Financing & Taxes

Primary taxation issues facing the governments world over include; • Taxes on income and wealth (or estates).
• Taxation of capital gains versus labor income.
• Ecotax (short for Ecological taxation) refers to taxes intended to promote environmentally friendly activities via economic incentives.
• Tax evasion and avoidance leading to reduced government revenue.

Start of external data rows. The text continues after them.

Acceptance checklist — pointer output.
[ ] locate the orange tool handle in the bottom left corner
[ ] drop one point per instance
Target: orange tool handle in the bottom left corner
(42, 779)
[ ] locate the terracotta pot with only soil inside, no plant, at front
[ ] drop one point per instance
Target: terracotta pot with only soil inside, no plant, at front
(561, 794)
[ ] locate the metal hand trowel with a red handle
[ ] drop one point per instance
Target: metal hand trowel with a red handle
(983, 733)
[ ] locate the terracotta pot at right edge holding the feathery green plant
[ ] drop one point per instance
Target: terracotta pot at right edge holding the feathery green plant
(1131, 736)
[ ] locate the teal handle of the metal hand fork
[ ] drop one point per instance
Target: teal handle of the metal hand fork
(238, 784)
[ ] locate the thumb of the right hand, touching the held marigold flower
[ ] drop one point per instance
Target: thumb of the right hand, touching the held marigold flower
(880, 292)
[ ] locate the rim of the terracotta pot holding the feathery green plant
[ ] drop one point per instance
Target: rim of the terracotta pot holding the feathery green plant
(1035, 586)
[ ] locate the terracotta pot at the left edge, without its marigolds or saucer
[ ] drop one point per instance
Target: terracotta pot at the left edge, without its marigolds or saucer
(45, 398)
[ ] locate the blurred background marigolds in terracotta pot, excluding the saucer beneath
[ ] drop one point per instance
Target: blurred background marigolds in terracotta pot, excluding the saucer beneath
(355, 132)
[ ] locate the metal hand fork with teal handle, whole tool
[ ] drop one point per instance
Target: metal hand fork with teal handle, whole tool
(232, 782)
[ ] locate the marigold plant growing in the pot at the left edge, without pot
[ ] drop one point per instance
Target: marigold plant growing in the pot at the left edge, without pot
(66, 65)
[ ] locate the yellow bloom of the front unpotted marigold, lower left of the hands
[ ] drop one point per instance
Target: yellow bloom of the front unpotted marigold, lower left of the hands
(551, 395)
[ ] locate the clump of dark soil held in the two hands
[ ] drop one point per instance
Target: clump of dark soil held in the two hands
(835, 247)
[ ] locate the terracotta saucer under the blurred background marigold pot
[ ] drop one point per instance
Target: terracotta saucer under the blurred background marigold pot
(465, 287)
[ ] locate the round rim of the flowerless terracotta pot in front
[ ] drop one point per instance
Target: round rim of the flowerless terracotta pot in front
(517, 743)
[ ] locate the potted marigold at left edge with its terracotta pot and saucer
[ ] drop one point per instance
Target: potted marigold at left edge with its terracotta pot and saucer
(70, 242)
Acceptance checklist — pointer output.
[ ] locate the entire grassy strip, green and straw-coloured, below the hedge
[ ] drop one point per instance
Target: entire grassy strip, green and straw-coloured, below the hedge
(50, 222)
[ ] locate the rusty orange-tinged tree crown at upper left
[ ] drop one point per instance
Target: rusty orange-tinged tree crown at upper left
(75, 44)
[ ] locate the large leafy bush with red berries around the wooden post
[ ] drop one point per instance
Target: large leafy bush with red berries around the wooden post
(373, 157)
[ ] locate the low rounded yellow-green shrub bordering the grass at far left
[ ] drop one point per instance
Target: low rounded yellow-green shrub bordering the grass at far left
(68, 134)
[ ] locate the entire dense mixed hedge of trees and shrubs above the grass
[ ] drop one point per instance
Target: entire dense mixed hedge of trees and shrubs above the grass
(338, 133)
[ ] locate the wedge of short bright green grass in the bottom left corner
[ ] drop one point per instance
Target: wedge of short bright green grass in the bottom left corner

• Due to an Inefficient tax system in many underdeveloped countries, the majority of small businesses are not taxed

The United States of America has separate federal, state, and local government(s) with taxes imposed at each of these levels. Taxes are levied on income, payroll, property, sales, capital gains, dividends, imports, estates and gifts, as well as various fees. In 2010, taxes collected by federal, state, and municipal governments amounted to 24.8% of GDP. In the OECD, only Chile and Mexico are taxed less as a share of their GDP. However, taxes fall much more heavily on labor income than on capital income. Divergent taxes and subsidies for different forms of income and spending can also constitute a form of indirect taxation of some activities over others. For example, individual spending on higher education can be said to be "taxed" at a high rate, compared to other forms of personal expenditure which are formally recognized as investments. Taxes are imposed on net income of individuals and corporations by the federal, most state, and some local governments. Citizens and residents are taxed on worldwide income and allowed a credit for foreign taxes. Income subject to tax is determined under tax accounting rules, not financial accounting principles, and includes almost all income from whatever source. Most business expenses reduce taxable income, though limits apply to a few expenses. Individuals are permitted to reduce taxable income by personal allowances and certain non-business expenses, including home mortgage interest, state and local taxes, charitable contributions, and medical and certain other expenses incurred above certain percentages of income. State rules for determining taxable income often differ from federal rules. Federal tax rates vary from 10% to 39.6% of taxable income. State and local tax rates vary widely by jurisdiction, from 0% to 13.30% of income,[4] and many are graduated. State taxes are generally treated as a deductible expense for federal tax computation. In 2013, the top marginal income tax rate for a high-income California resident would be 52.9%.